Saw this and got kinda confusing so did some research of my own...Not sure how true this is but what i gathered.
It's primarily for controlling the reverse control channel link.
Each of the 16 values (0 to15) on the phones corresponds
to a flag bit In the "overload control global action message "
There is a total of 16 flag bits in the Global action message.
It is not hierarchical!
When a flag bit is set high, the phones with that ACCOLC setting
will be in serve mode.
They will place calls when the user request.
When the bit is low, the phone will not accept a call request from the user.
When a user request a call, the phone will respond with the fast busy
signal.
Any of the flag bits can be high or low, with no correlation to other bits.
If the 16 bit control word is, 1010-0000-0011-1111.

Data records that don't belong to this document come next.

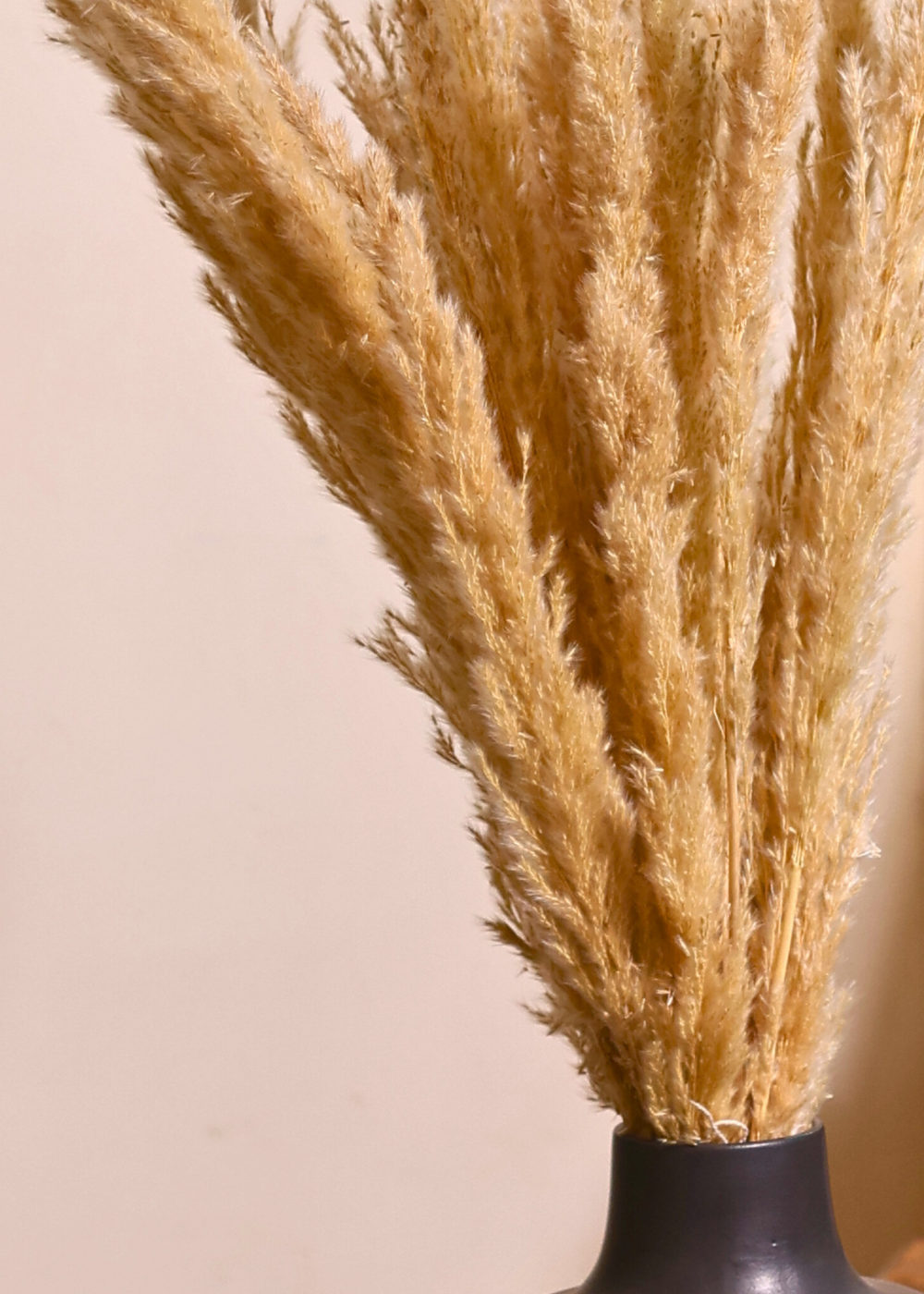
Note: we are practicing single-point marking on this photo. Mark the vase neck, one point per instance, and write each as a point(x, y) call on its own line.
point(753, 1218)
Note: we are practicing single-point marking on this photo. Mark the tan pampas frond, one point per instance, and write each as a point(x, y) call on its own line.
point(524, 336)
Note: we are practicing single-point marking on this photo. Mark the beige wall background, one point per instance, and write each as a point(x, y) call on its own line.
point(251, 1035)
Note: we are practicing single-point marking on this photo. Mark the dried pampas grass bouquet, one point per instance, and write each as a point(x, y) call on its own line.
point(613, 336)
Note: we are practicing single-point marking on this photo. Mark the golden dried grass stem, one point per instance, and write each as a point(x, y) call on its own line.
point(524, 336)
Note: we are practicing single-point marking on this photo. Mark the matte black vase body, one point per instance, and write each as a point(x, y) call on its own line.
point(753, 1218)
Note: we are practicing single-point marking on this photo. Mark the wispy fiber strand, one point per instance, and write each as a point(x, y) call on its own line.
point(524, 336)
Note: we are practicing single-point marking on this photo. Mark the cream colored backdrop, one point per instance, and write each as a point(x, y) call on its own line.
point(251, 1035)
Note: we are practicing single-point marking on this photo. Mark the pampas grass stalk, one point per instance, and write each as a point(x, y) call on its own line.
point(526, 336)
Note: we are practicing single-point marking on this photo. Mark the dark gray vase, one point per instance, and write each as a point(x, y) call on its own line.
point(753, 1218)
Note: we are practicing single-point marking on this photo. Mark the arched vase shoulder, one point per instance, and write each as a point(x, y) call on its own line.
point(753, 1218)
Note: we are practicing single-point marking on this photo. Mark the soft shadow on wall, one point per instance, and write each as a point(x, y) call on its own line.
point(876, 1128)
point(876, 1135)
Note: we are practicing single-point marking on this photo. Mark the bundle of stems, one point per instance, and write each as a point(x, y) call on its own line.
point(532, 336)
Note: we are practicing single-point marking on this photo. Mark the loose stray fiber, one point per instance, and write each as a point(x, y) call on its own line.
point(524, 336)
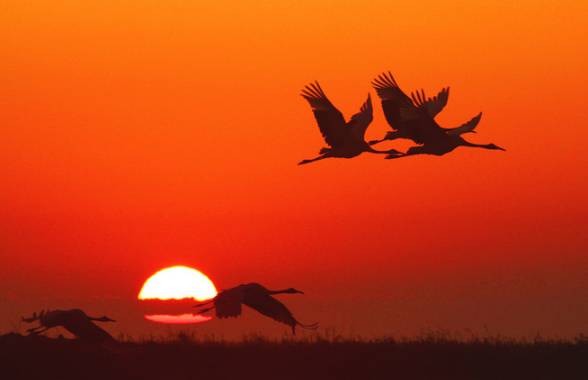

Only phones with the ACCOLC of 1, 3, 11, 12, 13, 14, 15, and 16
will accept request for placing a call.
It doesn't have to restrict the phones based on a hierarchical system.
(ie) It can allow level 1 access while disallowing level 5 access.
Incoming calls are regulated by the cellular network.
The phone still monitors the control channel for incoming calls and
new global action messages, but it will refuse to accept a call request
from the user.
The practice of using the last digit of the phone number will evenly
distribute the current users into 10 groups.
When incoming request grow beyond capacity, the control channel
can basically disable users in 10% increments.
It is up to the control station to rotate the blackout among the
10% chunks that reside on each overload class.
Or the control station can lock out a group, or all groups
for as long as it wants.
Presumably with bit 10 in the high condition all the time to
allow emergency personnel unrestricted access.
When you dial 911 on an AMPS, CDMA, TDMA, GSM phone, it will
ignore the global action message and proceed to initiate a call
as soon as the control channel finishes serving the current phone
that it is talking with.
That is why you have a setting on AMPS
(and newer) phones
for the emergency number.
When you dial that number, it will ignore any ACCOLC or global action
messages, and it proceed to initiate the call .
The ACCOLC is supported on AMPS, TDMA, CDMA, and GSM.
It is used for a different purpose in the UK for GSM phones
but it still has the same 16 bit control system.
And no modifications have to be made to the phone
for it to work on the US system or the UK system.
When you get a recording that all lines are busy on the cell phone,
Then ACCOLC is not being utilized.
The wireline connection to the tower is what is beyond capacity.
When you get the fast beep, then the ACCOLC is being utilized,
And your phone is currently being restricted by the tower,
because their is no more frequency slots available..
Hope everyone will learn as much as I have off of this.
This also mean's the higher your number the more importance you may have
Last edited by bmxmike; 11-17-2008 at 01:38 PM.